I know about science, thank you. In fact I'm a chemistry student and have partial studies of biochemistry as well, and I love theoretical areas like thermodynamics and quantum mechanics. In fact I got the highest score on the science exam for applying into university, so I know a lot of science and it makes sense to me thanks to my NiTe. I've read about socionics and talked with other INTJs, so I know how to find out if someone is my identical, and I'm pretty much sure that you're not one of them. By the way I only mentioned my ENFP friend because she's a Ne dom and that kind of ideas strike me as Ne, while you strike me as some XNTP type, specially considering your nickname that points to weak but valued Fe.

Besides I'm not blind, so I can see that a bug ended in my drink even if my Se is inferior, so I will get another drink if that happens.

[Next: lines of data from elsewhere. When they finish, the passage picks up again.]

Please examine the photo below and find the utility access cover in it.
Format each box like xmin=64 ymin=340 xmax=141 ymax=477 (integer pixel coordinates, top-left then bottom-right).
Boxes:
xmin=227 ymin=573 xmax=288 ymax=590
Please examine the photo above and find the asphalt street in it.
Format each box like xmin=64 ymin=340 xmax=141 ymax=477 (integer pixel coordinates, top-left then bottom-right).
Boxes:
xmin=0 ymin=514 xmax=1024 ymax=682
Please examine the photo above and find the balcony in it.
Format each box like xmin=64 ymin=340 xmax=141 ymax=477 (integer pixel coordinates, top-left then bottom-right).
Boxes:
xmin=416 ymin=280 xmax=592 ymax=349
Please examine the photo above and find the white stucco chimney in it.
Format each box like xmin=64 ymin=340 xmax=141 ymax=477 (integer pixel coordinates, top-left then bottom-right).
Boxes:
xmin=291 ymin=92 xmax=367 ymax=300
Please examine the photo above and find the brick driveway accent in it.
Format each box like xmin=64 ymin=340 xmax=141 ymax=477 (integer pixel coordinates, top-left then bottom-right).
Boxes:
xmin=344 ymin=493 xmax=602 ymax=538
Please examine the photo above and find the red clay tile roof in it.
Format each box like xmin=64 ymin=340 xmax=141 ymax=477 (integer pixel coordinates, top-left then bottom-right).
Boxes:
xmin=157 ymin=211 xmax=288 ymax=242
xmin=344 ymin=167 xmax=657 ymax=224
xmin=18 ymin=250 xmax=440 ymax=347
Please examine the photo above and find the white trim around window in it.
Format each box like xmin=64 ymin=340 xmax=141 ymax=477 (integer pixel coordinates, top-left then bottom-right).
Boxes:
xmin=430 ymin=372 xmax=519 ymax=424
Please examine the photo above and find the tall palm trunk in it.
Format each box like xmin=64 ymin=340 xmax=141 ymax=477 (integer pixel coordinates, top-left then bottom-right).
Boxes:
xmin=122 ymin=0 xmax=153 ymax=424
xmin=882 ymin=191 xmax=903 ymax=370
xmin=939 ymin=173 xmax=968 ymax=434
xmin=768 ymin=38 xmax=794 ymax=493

P.D.: that MBTI description sucks, and I don't bother anymore with MBTI at it's a poor's man version of Jung's ideas and socionics.


----------



## Figure (Jun 22, 2011)

I know some people who are CUNTS and their type is pretty annoying, much more than INTJs.


----------



## CharmingINTJ (Jan 16, 2014)

I really doubt that if you are stating that that such idea are unrealistic. You clearly dont believe in science if you say so. Also yes you can swallow an insect if you are not paying attention. I stopped someone from doing this since I watched a bee fall in after they left. Its not like this is impossible. Also you clearly do not realize what an INTJ is since its defined as Scientist/strategist. I not sure what your idea of INTJ is but if its not logical I am lost to what the type of really suppose to be. Also I never claimed to be your Identical I simply said my type.


----------



## Flatlander (Feb 25, 2012)

Being INTJ doesn't inherently annoy people since a type just describes the perspectives you favor in reasoning, but being in the wrong section just might. This belongs in the INTJ forum. The Enneagram is a different system.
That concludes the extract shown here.